If you reread my initial post my question is about the time he spends in his room when he is home; I would like to see him more; he basically comes out to eat and we watch a show together several times a week. A friend just shared some games she plays with her teen. I will see if I can get some game play in there; otherwise I am gonna leave him be.

You all can resume arguing amongst yourselves now. Sorry I posted to begin with. Should really know better by now. LOL.
Anonymous
Anonymous wrote:
Anonymous wrote:
Anonymous wrote:I only have 1 child, a 16 yo son. He rarely comes from his room other than to eat and say good morning. I would like him to spend some time out of his room other than eating meals. Is this normal? How do you engage a son at this age?

He does volunteer work that he enjoys about 12 hours a week; plays soccer twice a week; has an online tutor; is attending hour long sessions on how to prepare for college (which I signed him up for) so he's not inside and playing games and mindless youtube videos all day. He does not see any friends live, but texts and snapchats them daily too. We watch a show together a few nights a week, at my suggestion.

Will someone please reality check me? What is reasonable?
Do you have expectations that your teen not be in room all day?
If so, what do you expect? How do you engage?

TIA.



OP, your son who is "in his room all day":
-volunteers 12 hrs/week
-plays soccer twice a week
-has an online tutor
-attends hour-long college prep classes
-watches a show with you multiple times a week

(Sincerely) what would you like him to do?


Let's look at the numbers...
There are 168 hours in a week. Let's say he sleeps for 9 hours per day, so subtract 64 hours per week. We're now at 105 hours of time per week.
- volunteers 12 hours
- soccer 4 or 5 hours ?
- online tutor 3 or 4 hours ?
- college prep classes 1 hour per week ?
- watches some shows with parent 5 hours ?
- eats with family 8 to 10 hours?
So 37 hours of "things" in total. So 105 available hours minus 37 is 68 remaining hours.

Basically, he is in his room for about 10 hours every day. Yeah, that seems concerning to me.


You've left out showering dressing, meals, using the toilet, and a lot of other normal activities everyone does.
Anonymous
OP- You posted that he doesn't see any of his friends live. That's not normal. Does he want to? Do they want to get together? Do they get together and hang out during the school year?
Anonymous
My son just turned 17 and has a summer job that takes up 32hrs of his week. He then goes to the gym, which probably consumes another 8hrs. He socializes a small amount, but is very tired because he’s also writing his college essays and getting his requirements down for the schools he wants to apply to.
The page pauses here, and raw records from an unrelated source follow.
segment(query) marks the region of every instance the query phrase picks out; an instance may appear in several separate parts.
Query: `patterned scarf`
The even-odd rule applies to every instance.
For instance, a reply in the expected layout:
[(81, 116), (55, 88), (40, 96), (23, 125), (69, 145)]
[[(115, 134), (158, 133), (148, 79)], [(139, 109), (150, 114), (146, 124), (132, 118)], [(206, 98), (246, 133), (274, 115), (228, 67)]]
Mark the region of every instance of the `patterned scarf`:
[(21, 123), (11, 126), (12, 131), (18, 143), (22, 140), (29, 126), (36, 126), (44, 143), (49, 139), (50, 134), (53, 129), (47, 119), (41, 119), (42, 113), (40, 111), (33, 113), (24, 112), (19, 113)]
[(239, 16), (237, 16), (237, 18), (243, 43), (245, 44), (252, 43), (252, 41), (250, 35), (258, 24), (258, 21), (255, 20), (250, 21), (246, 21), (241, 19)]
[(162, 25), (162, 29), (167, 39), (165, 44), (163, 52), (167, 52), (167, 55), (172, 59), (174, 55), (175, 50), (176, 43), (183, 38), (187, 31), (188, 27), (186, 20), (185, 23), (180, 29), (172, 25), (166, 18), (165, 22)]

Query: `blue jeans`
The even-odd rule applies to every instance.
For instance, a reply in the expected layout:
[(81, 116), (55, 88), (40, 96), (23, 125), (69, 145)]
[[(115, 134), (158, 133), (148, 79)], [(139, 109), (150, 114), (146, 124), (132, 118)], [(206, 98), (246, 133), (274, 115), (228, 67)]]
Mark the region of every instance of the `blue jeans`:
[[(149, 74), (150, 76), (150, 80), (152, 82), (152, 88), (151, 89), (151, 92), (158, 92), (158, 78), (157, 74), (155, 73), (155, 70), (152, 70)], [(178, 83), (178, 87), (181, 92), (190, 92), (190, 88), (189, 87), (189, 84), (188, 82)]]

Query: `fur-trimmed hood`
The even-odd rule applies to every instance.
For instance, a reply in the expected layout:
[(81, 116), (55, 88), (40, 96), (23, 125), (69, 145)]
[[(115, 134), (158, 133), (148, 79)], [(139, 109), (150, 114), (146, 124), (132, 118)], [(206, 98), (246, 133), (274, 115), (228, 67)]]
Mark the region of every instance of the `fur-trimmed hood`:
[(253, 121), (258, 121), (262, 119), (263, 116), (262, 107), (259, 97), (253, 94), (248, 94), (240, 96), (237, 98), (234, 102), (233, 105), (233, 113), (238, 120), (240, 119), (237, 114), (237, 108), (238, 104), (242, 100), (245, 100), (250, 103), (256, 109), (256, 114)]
We don’t have TVs/ computers in any of our bedrooms so this eliminates that.

If he were not working and not working out, not sure what he’s do all day since most all of his friends also have jobs.

Not sure how people can stand having teens lay around the house all summer without making an income.
Anonymous
Anonymous wrote:My 16 year old son works at the pool with other teens/early 20s kids. He also take a summer course at the community college. But he never hangs out with friends. He says he stays in touch online.

He's definitely introverted. I thought the summer job would be a great way to make more friends but not at all. We even live in a walkable/bikeable town and there's a commuter train stop within walking distance to our house.

I'm not so concerned about him staying in his room, but I do think teen years are important
for developing social skills. Many talk of an "epidemic of loneliness" among Americans. If you're not making friends in high school, how will you fare in later years?

I did not have many friends in high school at all. I have a gigantic group of friends as an adult. High school sucked for me and the girls were horrible. I’m 45 and next month and going away with 15 other women for a women’s beach week. Friendships as an adult can’t even compare to the horrible drama of the teen years.